Q: What is the meta device pattern? What does model.to_empty(device) do?
meta device creates tensors with shapes and dtypes but no memory allocation — useful for building large models without OOM during init. to_empty(device) allocates real memory on the target device but leaves values uninitialized (garbage). Then init_weights() fills them. This differs from model.to(device) which would try to copy the (nonexistent) meta tensor data.
Q: inv_scale = scale.reciprocal() vs 1/scale?
Functionally identical for scalars. .reciprocal() is a method that stays in the tensor computation graph, while 1/scale calls torch.div. In practice no measurable difference — it’s a style choice.
Q: ColoredFormatter.COLORS — class variable or instance variable?
Class variable. Defined directly in the class body (not in __init__), shared across all instances.
Q: Why s = 3**0.5 * n_embd**-0.5 for weight init?
The goal is U(-s, s) with variance matching N(0, 1/n_embd). Variance of U(-s, s) is s²/3. Setting s²/3 = 1/n_embd gives s = sqrt(3/n_embd) = 3^0.5 * n_embd^(-0.5).
Derivation of Var(U(-s,s)) = s²/3:
Var = E[X²] - E[X]² = E[X²] - 0
E[X²] = ∫₋ₛˢ x²·(1/2s) dx = (1/2s)·[x³/3]₋ₛˢ = (1/2s)·(2s³/3) = s²/3
Q: Is apply_rotary_emb’s rotation direction correct?
Yes. The rotation is applied in the opposite direction compared to the standard formulation, but since both Q and K are rotated the same way, the signs cancel in the Q·K dot product.

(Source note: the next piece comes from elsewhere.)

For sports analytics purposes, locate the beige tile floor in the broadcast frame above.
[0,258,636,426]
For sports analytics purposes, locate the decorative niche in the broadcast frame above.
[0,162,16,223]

The relative rotation (which encodes relative position) is preserved.
Q: Why short_window = -(-long_window // 4 // 128) * 128?
Double negation implements ceiling division. -(-x // n) = ceil(x/n). This computes ceil(long_window / 4) rounded up to the next multiple of 128 (for tensor core alignment).
Flash Attention and FP8
Q: Why is Flash Attention 3 loaded via kernels.get_kernel(...)?
FA3 requires Hopper (SM90) and isn’t in PyTorch’s standard distribution. HuggingFace’s kernels package provides pre-built wheels that can be fetched at runtime: get_kernel('varunneal/flash-attention-3'). Falls back to SDPA on non-Hopper GPUs.
Q: What does the SDPA fallback do for sliding window?
SDPA doesn’t natively support sliding window, so the code builds explicit boolean attention masks. For chunk inference (where Tq != Tk), it also handles the offset between query and key positions. The mask is constructed to only allow attention within the window size.
Q: In fp8.py, what is rowwise vs tensorwise scaling?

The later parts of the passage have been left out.